Le gouvernement sud-coréen s'apprête à transformer l'accès à l'intelligence artificielle en un nouveau service public, offrant un accès gratuit à cette technologie pour l'ensemble de ses citoyens. Dès la rentrée de 2026, Séoul lancera officiellement son initiative baptisée "IA pour tous", avec l'ambition de démocratiser l'utilisation des agents conversationnels et d'en faire un pilier de la vie quotidienne.

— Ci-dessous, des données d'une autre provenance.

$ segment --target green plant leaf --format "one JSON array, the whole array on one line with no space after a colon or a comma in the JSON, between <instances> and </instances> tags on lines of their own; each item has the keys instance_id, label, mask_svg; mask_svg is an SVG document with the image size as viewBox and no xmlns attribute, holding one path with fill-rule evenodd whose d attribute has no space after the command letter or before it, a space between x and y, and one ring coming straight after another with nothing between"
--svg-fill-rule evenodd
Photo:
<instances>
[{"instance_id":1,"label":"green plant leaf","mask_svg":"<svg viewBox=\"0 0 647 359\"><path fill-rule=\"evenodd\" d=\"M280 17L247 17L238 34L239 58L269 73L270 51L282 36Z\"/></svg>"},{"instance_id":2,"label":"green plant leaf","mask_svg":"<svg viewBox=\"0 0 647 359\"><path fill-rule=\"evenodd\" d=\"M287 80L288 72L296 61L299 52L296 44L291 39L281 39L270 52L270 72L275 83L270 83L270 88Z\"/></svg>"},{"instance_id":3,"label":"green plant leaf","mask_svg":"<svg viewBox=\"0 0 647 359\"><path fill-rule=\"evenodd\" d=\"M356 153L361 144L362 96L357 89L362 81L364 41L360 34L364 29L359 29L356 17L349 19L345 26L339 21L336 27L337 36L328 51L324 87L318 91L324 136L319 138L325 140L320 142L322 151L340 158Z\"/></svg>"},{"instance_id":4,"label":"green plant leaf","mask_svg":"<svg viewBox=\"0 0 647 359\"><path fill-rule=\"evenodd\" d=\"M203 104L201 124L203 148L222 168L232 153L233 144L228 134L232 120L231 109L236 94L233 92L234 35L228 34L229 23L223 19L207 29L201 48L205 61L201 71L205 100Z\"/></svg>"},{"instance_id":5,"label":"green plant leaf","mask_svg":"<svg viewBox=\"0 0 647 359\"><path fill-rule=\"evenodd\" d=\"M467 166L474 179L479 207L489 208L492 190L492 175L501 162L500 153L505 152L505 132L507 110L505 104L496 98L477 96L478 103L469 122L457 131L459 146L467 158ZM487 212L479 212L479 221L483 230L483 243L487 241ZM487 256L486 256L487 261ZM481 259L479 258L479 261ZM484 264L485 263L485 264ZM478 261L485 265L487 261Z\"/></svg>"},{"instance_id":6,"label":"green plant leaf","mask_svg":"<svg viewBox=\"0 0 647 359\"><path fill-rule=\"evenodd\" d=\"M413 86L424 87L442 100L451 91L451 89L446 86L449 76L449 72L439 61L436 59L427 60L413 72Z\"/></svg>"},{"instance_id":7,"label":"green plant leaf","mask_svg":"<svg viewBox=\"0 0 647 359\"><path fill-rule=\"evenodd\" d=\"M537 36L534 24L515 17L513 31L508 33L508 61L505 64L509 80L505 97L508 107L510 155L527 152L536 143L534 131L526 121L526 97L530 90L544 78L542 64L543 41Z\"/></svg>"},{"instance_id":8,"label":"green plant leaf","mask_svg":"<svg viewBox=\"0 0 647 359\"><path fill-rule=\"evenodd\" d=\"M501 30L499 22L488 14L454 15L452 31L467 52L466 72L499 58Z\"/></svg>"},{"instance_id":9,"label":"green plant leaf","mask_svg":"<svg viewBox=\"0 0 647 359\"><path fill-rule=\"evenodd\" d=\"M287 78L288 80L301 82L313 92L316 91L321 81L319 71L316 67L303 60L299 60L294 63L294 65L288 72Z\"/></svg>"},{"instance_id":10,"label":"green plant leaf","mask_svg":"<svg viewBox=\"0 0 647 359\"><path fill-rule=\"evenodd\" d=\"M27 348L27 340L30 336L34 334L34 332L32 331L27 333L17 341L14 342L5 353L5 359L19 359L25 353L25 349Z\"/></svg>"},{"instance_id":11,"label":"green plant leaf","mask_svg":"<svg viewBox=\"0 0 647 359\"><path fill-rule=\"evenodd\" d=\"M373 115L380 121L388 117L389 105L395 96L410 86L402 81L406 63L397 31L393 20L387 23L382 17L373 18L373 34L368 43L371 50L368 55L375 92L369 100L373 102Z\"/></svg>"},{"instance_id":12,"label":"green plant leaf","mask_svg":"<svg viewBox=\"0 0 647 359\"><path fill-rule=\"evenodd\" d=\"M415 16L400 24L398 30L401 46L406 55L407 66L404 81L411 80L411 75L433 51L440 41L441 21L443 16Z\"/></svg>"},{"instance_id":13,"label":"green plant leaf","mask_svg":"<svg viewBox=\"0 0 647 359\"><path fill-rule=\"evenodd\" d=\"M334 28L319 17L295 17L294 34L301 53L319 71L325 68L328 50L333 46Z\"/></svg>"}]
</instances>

Cette démarche audacieuse s'inscrit dans la vision des autorités qui considèrent l'intelligence artificielle générative comme un élément désormais essentiel de l'existence moderne. À l'instar des services fondamentaux comme la santé ou l'éducation dans les nations développées, l'accès à l'IA devrait, selon cette philosophie, être un droit universel. L'objectif est clair : éviter que les habitants les moins favorisés ne soient privés des avantages des outils d'IA les plus performants, faute de pouvoir s'acquitter d'un abonnement payant. La population sud-coréenne montre déjà un grand intérêt pour ces innovations, avec plus de 20 millions de personnes sur 52 millions utilisant régulièrement l'IA, dont un quart paie pour des services premium, un taux bien supérieur à celui observé en France.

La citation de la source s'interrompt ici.